Rita Rich-Mulcahy received two warnings from Facebook after she posted innocent references to the woollen pig dolls she knits on a page dedicated to her creations.
The 81-year-old, who is from Shropshire but migrated to Australia in 1965, set a challenge for herself to knit 100 five-inch woolly pigs for charity following the death of her husband, John Mulcahy.
She told the Shropshire Star: “Facebook obviously use a bot to trawl around Facebook and I had made two comments, totally innocent, which the bot saw as hate speech.”
The first comment was made in response to a friend who posted “white rabbits, white rabbits” on 1 February. Mrs Rich-Mulcahy responded: “No, white pigs, white pigs!”
“Everyone on the knit site and my page knows I am a porcophile,” she explained. “The second time was when I posted a picture and I said ‘hi-viz piggy’.”
She said the second comment earned her “two strikes”, and Facebook had threatened to permanently bar her from the site for “hate speech”.
“So the bot will watch everything I type now. It is ludicrous,” said the widow. “If I ditch Facebook I would lose my great connection with my Shropshire friends.
Facebook has since apologised for the ham-fisted action and restored Mrs Rich-Mulcahy’s posts.
The social media giant said in a statement: “Our systems made a mistake here and the comments have now been reinstated. We do sometimes make mistakes when reviewing content, which is why we give people the opportunity to appeal against our decision.”
Mrs Rich-Mulcahy is from Coalbrookdale and the daughter of former mayor of the Borough of Wenlock, Joe Rich.

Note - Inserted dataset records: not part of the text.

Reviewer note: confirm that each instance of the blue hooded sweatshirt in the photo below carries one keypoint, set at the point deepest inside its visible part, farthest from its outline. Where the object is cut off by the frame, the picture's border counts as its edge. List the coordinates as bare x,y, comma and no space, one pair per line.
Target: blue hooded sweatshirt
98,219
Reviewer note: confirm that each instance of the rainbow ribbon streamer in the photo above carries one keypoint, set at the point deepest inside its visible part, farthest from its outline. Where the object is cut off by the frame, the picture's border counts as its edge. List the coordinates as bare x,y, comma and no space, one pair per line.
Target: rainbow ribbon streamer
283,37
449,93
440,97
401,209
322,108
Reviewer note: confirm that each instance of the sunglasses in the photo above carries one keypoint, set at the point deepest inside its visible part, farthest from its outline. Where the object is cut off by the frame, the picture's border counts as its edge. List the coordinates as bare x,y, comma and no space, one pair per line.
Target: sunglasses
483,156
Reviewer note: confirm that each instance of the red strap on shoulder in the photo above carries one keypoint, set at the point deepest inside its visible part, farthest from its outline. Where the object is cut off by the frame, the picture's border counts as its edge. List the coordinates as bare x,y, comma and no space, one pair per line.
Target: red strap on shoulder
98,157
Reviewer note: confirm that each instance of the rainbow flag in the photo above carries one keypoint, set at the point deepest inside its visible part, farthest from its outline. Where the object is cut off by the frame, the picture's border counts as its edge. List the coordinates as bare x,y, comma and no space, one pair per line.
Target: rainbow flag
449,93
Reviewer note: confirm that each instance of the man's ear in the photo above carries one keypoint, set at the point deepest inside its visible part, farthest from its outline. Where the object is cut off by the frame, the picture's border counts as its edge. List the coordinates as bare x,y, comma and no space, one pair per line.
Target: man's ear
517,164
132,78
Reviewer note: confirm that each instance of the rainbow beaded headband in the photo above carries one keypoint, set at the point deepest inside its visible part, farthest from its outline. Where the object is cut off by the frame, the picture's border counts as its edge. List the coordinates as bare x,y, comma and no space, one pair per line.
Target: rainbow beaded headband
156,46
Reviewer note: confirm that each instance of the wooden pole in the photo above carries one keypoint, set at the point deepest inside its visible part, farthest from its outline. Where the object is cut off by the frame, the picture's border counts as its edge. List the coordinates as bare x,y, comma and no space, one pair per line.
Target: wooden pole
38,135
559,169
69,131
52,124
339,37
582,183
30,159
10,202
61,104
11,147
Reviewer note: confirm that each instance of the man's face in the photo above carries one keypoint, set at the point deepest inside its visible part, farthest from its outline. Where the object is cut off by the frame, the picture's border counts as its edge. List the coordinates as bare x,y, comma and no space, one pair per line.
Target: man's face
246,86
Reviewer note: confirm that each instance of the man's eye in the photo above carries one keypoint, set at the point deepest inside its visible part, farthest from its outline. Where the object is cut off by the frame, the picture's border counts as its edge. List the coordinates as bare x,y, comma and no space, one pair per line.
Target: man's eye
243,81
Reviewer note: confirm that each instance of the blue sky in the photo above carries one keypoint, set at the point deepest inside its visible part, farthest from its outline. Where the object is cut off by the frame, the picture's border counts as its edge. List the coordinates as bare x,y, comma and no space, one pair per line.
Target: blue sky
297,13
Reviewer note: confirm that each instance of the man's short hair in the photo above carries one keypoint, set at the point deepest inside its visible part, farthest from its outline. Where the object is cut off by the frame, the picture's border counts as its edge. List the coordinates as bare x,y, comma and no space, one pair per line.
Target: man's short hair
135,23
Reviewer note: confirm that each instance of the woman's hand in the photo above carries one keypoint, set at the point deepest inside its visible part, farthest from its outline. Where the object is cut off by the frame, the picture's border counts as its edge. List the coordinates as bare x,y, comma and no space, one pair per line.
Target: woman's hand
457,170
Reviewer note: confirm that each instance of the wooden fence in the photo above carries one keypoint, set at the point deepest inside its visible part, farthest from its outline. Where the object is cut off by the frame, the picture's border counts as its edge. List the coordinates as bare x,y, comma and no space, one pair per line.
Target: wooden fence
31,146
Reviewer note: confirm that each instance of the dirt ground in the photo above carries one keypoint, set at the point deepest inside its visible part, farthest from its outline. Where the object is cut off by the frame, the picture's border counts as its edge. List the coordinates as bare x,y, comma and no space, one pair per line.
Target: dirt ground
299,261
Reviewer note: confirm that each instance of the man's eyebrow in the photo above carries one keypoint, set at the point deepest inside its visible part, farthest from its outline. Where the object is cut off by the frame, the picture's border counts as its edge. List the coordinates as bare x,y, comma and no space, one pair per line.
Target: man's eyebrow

She moved to Australia to teach European languages and art, and married her engineer husband there.
Mr Mulcahy died “a year ago”, she said, and she had joined a knitting group on Facebook to deal with her grief.
Her target of knitting 100 pigs and naming them with pig puns - “as in Pigcasso, Francis Bacon, Hamlet, Hamplify, and so on” - has seen her knit 79 of what she calls “Wittyknits”.
She aims to show the pigs to raise money for a charity that helps disadvantaged children in Australia called The Smith Family.